"BU ERTUĞRUL ÖZKÖK İÇİN SON MEYDAN MUHAREBESİ!... AYDIN DOĞAN KENDİSİNİ KURTARIR DA ÖZKÖK VE SANDALDAKİLER NE YAPACAK?.... BELKİ DE HEP BERABER!...." FEHMİ KORU ERTUĞRUL ÖZKÖK'E HANGİ GAZETENİN ADRESİNİ GÖSTERDİ?....

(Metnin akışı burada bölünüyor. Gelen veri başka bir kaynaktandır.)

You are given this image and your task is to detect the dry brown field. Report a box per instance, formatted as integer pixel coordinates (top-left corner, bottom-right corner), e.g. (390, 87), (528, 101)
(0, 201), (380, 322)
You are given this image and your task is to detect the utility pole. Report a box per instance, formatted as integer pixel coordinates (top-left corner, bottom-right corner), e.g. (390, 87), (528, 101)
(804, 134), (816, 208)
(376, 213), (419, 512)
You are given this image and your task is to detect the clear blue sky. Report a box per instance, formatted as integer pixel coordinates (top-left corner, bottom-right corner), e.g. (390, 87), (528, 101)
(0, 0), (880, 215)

Fehmi Koru, geçen nisan ayından bu yana siyasetteki bütün tercihlerinin yanlış çıktığını söylediği Doğan Grubu'nun amiral gazetesi Hürriyet'in sandala çevrildiğini iddia etti. İşte "Son meydan muharebesi" başlıklı o yazı.

Son meydan muharebesi


Ertuğrul Özkök dün şu satırlarla başlamıştı yazısına: "Geçen pazar gününden beri birçok gazeteci arkadaşım aradı. Hemen hepsi endişeyle aynı soruyu soruyordu: / 'Okudun mu?' / Hemen hepsi, o meşum son cümleye dikkatimi çekiyordu. / Hükümete çok yakın bir köşe yazarı, Hürriyet'i ve Doğan Grubu'nu açık açık tehdit ediyordu. / 'Türban konusundaki muhalefetiniz yüzünden basın dışı çıkarlarınız zedelenir.' / Bu cümleyi onun kaleminden ilk defa okumuyorduk. / O nedenle fazla ciddiye de almamıştım. / Ancak dün Başbakan Tayyip Erdoğan'ı AKP Grup toplantısında dinlerken şunu anladım. / O tehdidi ciddiye almalıymışız."


Emin Çölaşan'ı gazeteden kovduktan sonra meydana gelen boşluğu kendisi doldurmaya çalışıyor Ertuğrul Özkök ve üslubu da giderek kovduğu yazarına benziyor. Ancak yukarıdaki satırlar Çölaşan taklidi değil; Cumhuriyet'ten Hikmet Çetinkaya üslubu... Açın Cumhuriyet'i önünüze, okuyun herhangi bir Hikmet Çetinkaya cümlesini ve yukarıda satırlarla bir karşılaştırın...


Kafka'nın bir sabah farklı bir yaratık olarak uyanan Gregor Samsa'sı gibi Özkök; tek farkı, bir gün Çölaşan, başka bir gün Çetinkaya olarak uyanıyor...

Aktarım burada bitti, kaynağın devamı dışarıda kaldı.